O uso de artifícios baseados na fé alheia, com exploração da vulnerabilidade psicológica da vítima para obtenção de vantagem financeira, configura ilícito civil de elevada reprovabilidade e enseja indenização por dano moral em patamar capaz de cumprir função reparatória e pedagógica.

Com esse entendimento, a 3ª Turma Recursal dos Juizados Especiais do Distrito Federal deu provimento a recurso inominado para majorar a indenização por danos morais imposta a líder religioso acusado de praticar o que o colegiado qualificou como estelionato espiritual.

O caso

A autora ajuizou ação no 2º Juizado Especial Cível de Taguatinga alegando que o réu, valendo-se de sua condição de pastor e líder religioso com notoriedade em redes sociais, promovia transmissões ao vivo (“lives”) no Instagram, ocasião em que selecionava seguidores e, por mensagens privadas, solicitava transferências financeiras.

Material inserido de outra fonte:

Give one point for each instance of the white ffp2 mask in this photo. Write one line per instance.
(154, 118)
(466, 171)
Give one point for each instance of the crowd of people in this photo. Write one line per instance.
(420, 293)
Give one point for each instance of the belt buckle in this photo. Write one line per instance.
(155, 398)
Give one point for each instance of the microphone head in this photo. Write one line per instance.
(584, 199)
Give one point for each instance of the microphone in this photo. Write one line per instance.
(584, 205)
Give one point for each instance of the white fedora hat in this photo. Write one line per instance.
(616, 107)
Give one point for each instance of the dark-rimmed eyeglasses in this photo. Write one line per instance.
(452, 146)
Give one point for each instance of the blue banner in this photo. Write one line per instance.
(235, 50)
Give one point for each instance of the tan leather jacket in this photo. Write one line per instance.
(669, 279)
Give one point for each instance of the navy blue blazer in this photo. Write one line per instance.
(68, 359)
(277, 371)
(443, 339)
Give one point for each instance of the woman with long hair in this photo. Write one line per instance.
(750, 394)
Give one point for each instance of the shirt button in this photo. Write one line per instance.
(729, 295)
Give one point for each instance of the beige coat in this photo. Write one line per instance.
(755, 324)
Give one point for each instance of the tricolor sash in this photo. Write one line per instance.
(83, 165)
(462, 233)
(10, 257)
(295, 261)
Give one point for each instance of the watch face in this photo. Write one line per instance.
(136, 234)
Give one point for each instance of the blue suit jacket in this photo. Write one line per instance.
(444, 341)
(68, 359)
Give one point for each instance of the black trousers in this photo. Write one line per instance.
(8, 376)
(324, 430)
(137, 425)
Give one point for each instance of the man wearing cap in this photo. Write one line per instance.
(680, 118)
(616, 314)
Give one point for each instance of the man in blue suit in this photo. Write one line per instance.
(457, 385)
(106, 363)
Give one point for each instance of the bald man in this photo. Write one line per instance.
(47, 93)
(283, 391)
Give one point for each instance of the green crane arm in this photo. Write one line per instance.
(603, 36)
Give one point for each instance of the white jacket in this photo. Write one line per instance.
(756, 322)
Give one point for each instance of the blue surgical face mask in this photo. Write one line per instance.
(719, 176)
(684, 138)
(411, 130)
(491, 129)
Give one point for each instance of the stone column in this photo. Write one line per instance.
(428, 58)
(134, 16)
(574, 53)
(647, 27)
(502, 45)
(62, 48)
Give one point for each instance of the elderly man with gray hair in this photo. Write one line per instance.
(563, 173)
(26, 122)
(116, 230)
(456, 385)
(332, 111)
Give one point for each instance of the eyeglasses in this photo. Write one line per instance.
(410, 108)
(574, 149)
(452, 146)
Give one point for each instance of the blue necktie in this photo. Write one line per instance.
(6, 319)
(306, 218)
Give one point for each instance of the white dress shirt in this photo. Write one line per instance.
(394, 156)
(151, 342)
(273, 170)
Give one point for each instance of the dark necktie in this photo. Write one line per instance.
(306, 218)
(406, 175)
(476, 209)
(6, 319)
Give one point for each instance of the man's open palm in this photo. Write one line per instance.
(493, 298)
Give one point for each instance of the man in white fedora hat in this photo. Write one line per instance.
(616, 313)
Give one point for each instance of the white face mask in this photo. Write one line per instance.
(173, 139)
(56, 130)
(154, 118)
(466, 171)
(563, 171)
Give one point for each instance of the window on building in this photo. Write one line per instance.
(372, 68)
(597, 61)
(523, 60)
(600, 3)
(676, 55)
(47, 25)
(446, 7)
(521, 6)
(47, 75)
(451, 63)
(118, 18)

Segundo os autos, os pedidos eram acompanhados de profecias, propósitos espirituais e forte coação moral, induzindo a autora a acreditar que algo de ruim poderia lhe acontecer caso não seguisse as orientações transmitidas. Entre os dias 27 e 29 de março de 2025, a autora realizou transferências que totalizaram R$ 930, diretamente para o requerido.

O réu foi regularmente citado, mas não apresentou contestação, incidindo os efeitos da revelia.

Sentença e recurso

Em primeiro grau, o juízo reconheceu a ilicitude da conduta e condenou o réu ao ressarcimento do dano material e ao pagamento de R$ 1 mil a título de danos morais. A autora recorreu, sustentando que o valor fixado era insuficiente diante da gravidade da conduta, do abalo psicológico sofrido e do caráter pedagógico da indenização.

No recurso, argumentou que o réu abusou da fé e da espiritualidade, explorando situação de vulnerabilidade emocional, o que atingiu diretamente sua honra subjetiva e sua integridade psíquica.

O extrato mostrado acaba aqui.